Pike County R-III School District is facing the prospect of another round of budget cuts.

The school board is planning at least one and possibly multiple special public meetings of the school board before the next regularly scheduled school board meeting on March 18, according to Board President Bob Danuser.

Last year, the district, which includes Clopton High School, cut staff and went to a four-day school week in an effort to shore up its financial position. Now it appears that new cuts will be necessary, according to Superintendent Mark Harvey. In an email to the Louisiana Press-Journal last week, Harvey said he would provide the exact size of the shortfall “as soon as we get our data compiled.”

The district has faced financial challenges for at least a decade, especially since Holcim cement plant in Clarksville closed. In the year the closure was announced, the plant provided more than $500,000 to the school district, according to contemporary reporting by the Louisiana Press-Journal.

Danuser said that the combination of an anemic tax base and a smaller student body put Clopton in its budget bind.

“Our biggest problem is, we lost Holcim, we don’t have any business coming into the area…. We lost approximately 30 students. That adds into the calculation. That’s where we’re at right now,” Danuser said.

Danuser cautioned that an apparently positive top-line number in an audit of the district’s finances presented at the Tuesday, Feb. 19 school board meeting — financial reserves that had grown from the previous year’s report — included one-time payments from a handful of sources. That number, Danuser said, did not reflect the district’s full financial position.

Harvey said the district would be “creative” when looking for ways to save money, looking for savings on infrastructure spending and exploring options including online classes and distance learning.

But further cuts to staff would have to be “on the table,” Harvey said.

The districts would have to keep in mind that degradation in the terms of employment for current teachers — like the pay freezes the district sometimes resorted to in the past — could reduce the ability of the district to retain teachers, Harvey added.

Another approach to the problem would be an increased tax levy.

“I think we have to show taxpayers that we’ve made every pos sible cut that we can without hurting the education and then at that point say, hey, we just don’t have the money. If you want to maintain what you have, you’re going to have to raise the tax. I don’t think that will go over good, that’s my personal opinion,” Danuser said.

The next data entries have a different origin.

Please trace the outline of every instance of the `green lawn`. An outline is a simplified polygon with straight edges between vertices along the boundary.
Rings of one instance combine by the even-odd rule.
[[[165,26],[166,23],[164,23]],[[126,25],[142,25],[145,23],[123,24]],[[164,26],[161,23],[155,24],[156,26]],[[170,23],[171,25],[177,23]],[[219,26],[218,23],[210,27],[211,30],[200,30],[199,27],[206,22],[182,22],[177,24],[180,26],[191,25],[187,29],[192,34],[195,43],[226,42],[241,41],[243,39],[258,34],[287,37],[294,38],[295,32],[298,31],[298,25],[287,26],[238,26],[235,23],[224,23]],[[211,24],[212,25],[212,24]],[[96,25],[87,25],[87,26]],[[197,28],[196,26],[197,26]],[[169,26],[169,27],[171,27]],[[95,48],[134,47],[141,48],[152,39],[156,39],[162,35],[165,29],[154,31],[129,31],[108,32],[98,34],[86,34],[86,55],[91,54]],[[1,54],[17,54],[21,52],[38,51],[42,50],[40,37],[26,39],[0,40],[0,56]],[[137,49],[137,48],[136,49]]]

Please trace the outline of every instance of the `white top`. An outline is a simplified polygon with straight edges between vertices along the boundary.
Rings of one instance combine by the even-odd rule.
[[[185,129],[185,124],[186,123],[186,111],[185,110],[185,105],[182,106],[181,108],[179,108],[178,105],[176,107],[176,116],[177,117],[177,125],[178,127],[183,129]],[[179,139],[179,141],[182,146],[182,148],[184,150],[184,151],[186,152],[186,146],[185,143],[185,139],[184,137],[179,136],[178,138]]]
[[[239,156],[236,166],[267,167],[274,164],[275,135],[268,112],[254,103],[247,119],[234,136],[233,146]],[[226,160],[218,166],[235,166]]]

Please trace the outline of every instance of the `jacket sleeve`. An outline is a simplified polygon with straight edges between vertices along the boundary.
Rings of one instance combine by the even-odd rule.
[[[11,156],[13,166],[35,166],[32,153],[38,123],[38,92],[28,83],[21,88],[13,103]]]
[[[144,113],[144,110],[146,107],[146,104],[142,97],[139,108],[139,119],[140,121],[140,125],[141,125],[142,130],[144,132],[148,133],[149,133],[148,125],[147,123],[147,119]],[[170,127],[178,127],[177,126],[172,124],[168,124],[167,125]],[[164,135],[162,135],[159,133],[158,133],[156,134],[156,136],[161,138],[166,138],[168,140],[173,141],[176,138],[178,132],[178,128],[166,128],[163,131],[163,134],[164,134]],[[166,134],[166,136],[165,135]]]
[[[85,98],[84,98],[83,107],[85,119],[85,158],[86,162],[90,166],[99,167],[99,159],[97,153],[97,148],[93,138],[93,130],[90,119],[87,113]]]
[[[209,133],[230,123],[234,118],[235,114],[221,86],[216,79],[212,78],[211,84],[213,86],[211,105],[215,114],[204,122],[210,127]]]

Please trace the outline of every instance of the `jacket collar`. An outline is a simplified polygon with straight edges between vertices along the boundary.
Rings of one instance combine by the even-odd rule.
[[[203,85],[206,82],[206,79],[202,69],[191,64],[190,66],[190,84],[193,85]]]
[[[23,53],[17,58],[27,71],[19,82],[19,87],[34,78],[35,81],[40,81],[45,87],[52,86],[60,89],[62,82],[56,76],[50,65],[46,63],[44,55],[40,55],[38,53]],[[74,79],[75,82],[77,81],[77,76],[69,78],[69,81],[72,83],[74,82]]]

School board member Tommy Beauchamp said he was waiting to see the numbers that would demonstrate the district’s needs for cuts. Any additional cuts would put the district in a difficult position, Beauchamp said.

“We made some very substantial cuts last year. I feel like we’re pretty much almost at rock bottom, as far as I’m willing to go. Our class sizes are bigger than I would like. I don’t know where they’re going to get it, I really don’t,” Beauchamp said. “As a taxpayer, we all pay a lot of taxes, and I certainly don’t want them to go up. I think everything has to be on the table.”

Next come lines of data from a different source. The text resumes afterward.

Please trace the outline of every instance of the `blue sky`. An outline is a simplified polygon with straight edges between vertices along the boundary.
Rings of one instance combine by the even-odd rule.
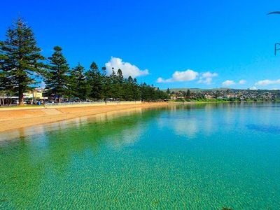
[[[0,39],[19,13],[43,55],[120,67],[161,88],[280,89],[279,1],[1,1]]]

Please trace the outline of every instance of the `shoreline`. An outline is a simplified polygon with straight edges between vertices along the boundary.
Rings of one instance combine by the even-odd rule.
[[[0,133],[34,125],[49,124],[84,116],[122,111],[134,108],[145,108],[168,106],[167,102],[151,102],[99,106],[75,106],[59,107],[18,107],[0,109]]]

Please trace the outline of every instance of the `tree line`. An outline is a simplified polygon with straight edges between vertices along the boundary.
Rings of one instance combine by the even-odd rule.
[[[46,58],[37,46],[31,29],[18,18],[0,41],[0,92],[15,94],[20,104],[24,92],[35,88],[40,79],[46,83],[44,94],[60,102],[64,98],[78,100],[157,101],[168,97],[159,88],[139,83],[136,78],[125,78],[121,69],[112,69],[107,75],[92,62],[89,69],[80,63],[70,68],[59,46]]]

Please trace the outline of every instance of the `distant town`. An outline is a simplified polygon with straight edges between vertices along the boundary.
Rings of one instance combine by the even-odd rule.
[[[277,101],[280,90],[237,89],[167,89],[171,100],[188,101]]]

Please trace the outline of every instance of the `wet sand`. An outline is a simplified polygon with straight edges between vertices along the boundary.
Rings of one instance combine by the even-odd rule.
[[[67,106],[64,107],[0,108],[0,132],[82,116],[94,115],[136,108],[167,106],[166,102],[110,106]]]

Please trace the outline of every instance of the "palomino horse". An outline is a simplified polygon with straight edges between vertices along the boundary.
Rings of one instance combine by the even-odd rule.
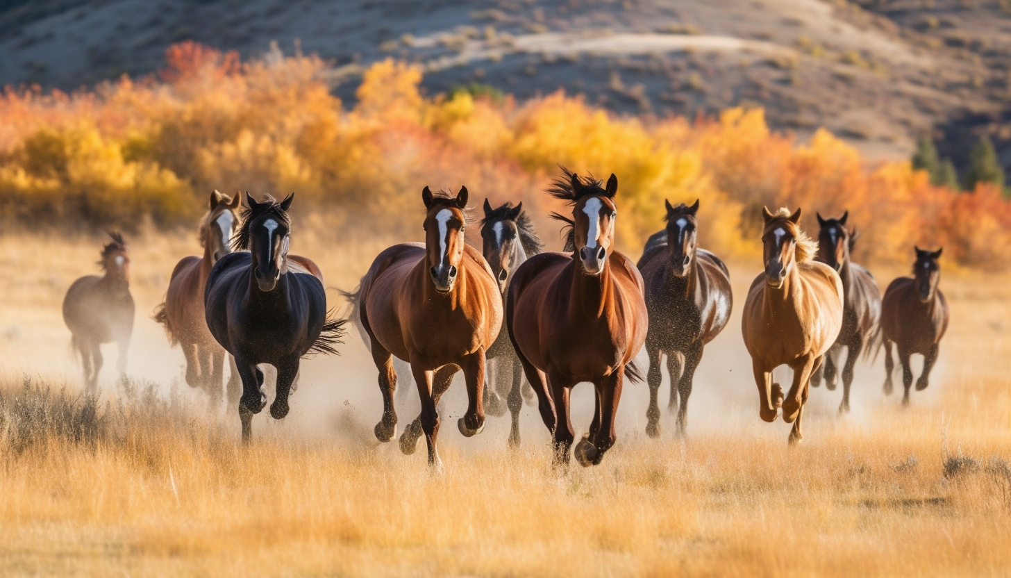
[[[247,192],[249,209],[233,242],[237,250],[214,264],[204,290],[207,327],[236,358],[243,382],[239,416],[243,441],[252,435],[253,414],[267,403],[259,363],[277,367],[277,393],[270,415],[288,414],[288,394],[303,355],[336,353],[344,320],[327,319],[323,274],[312,261],[288,255],[294,193],[263,202]]]
[[[203,388],[211,401],[221,397],[224,375],[224,349],[214,341],[207,329],[203,311],[203,287],[210,269],[218,259],[232,252],[231,239],[239,220],[236,210],[242,195],[234,198],[216,190],[210,193],[210,210],[200,221],[200,244],[203,256],[183,258],[172,271],[165,303],[155,310],[155,321],[165,327],[173,345],[179,344],[186,356],[186,383],[191,388]],[[233,367],[228,379],[228,400],[239,401],[241,382]]]
[[[530,216],[523,212],[522,202],[516,207],[512,202],[505,202],[498,209],[492,209],[486,198],[484,219],[481,220],[481,241],[484,258],[491,267],[491,273],[498,279],[504,304],[505,291],[513,273],[528,258],[543,251],[544,244],[534,233],[534,224],[530,221]],[[507,405],[513,414],[509,443],[516,447],[520,445],[520,410],[523,408],[523,398],[528,397],[528,392],[529,397],[533,398],[534,392],[528,384],[523,383],[523,366],[509,339],[509,331],[498,333],[498,338],[488,347],[485,356],[490,361],[488,384],[495,386],[484,389],[485,409],[491,415],[502,415],[504,408],[501,397],[507,396]]]
[[[119,233],[109,233],[112,242],[102,248],[98,264],[105,274],[87,275],[74,281],[64,298],[64,322],[71,344],[81,356],[84,382],[94,392],[102,369],[102,343],[119,346],[119,373],[126,369],[126,351],[133,333],[133,297],[129,294],[129,251]]]
[[[812,260],[818,248],[797,226],[800,209],[772,215],[762,208],[762,217],[765,272],[755,277],[744,303],[744,345],[758,385],[758,414],[773,422],[782,407],[783,419],[794,422],[790,442],[797,443],[804,438],[801,414],[811,375],[842,327],[842,281],[832,267]],[[794,370],[786,400],[779,384],[772,383],[772,369],[779,365]]]
[[[948,309],[944,294],[937,288],[940,266],[937,259],[942,249],[934,252],[916,249],[913,277],[899,277],[885,291],[882,301],[882,330],[885,334],[885,394],[892,394],[892,344],[895,343],[902,363],[902,385],[906,389],[902,404],[909,405],[909,388],[913,385],[913,370],[909,357],[923,355],[923,373],[916,380],[916,391],[927,389],[930,369],[937,361],[941,337],[947,330]]]
[[[842,368],[842,403],[839,404],[839,413],[849,412],[849,387],[853,383],[853,365],[860,352],[867,358],[881,347],[879,322],[882,315],[882,292],[870,271],[849,258],[859,232],[846,229],[848,217],[848,211],[839,219],[822,219],[818,215],[821,231],[818,233],[818,255],[815,257],[839,273],[845,305],[839,336],[825,354],[825,363],[811,377],[811,385],[818,387],[824,370],[825,387],[830,391],[835,389],[835,358],[845,347],[846,364]]]
[[[484,428],[485,351],[498,336],[502,304],[488,264],[464,242],[467,188],[454,197],[425,187],[422,200],[425,244],[402,243],[379,253],[362,278],[360,315],[383,397],[376,437],[389,441],[396,433],[396,355],[410,363],[422,401],[421,416],[404,429],[400,448],[412,452],[424,430],[429,465],[439,470],[436,404],[460,368],[468,404],[457,426],[468,437]]]
[[[677,408],[677,433],[687,425],[688,396],[696,368],[702,360],[703,347],[719,335],[730,319],[733,299],[730,271],[716,255],[698,248],[699,201],[688,207],[672,207],[664,200],[667,227],[646,243],[637,266],[646,283],[646,310],[649,311],[649,409],[646,410],[646,433],[660,434],[660,363],[667,356],[670,376],[670,402]],[[680,405],[678,405],[678,394]]]
[[[596,411],[575,448],[582,466],[600,464],[615,443],[615,414],[626,374],[641,380],[632,359],[646,340],[649,318],[642,276],[615,251],[618,177],[601,182],[568,169],[549,193],[572,205],[567,253],[541,253],[513,274],[505,324],[541,418],[554,434],[555,463],[568,464],[574,432],[569,393],[580,382],[596,390]],[[550,388],[550,390],[549,390]]]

At a meeting of the school board last Tuesday, teachers and members of the public expressed concerns about the level of staffing and additional budget cuts at Clopton.

English teacher Amanda Henderson laid the history of cuts at the school, culmi- nating in last year’s layoffs, in a prepared statement to the board.

“Now, not even a full year later, the conversation comes to more cuts to more jobs,” Henderson said. “You’ll be depriving your students of opportunities and experiences that make this life richer. You will risk the overall quality of education which your child receives, because your teachers, who have already given so much of their blood, sweat, tears, time, sleep, energy, do not have any more to give.”

“Please consider other alternatives or, if we cannot find any alternatives, please allow us one year to mourn, to grieve, to plan, so we can figure out how to carry on,” Henderson added.

During his own remarks at the board meeting, High School Principal Larry Lagemann expressed concerns about the abil- ity of the school to fill the schedules of high school students as staffing levels decreased.

According to master schedules referenced by Lagemann, the school had been able to offer 44 elective courses in the 2000-2001 school year. In the current school year, the school offers 24.

“It’s really becoming difficult to fill students schedules. We find ourselves forcing students to take some courses they don’t want or they don’t need. Providing electives is a concern of mine. Class size, not only the number of students but the physical size of the classroom,being able to accommodate the number of students, is something I have a major concern with. So we just really need to take into consideration all those options,” Lagemann said.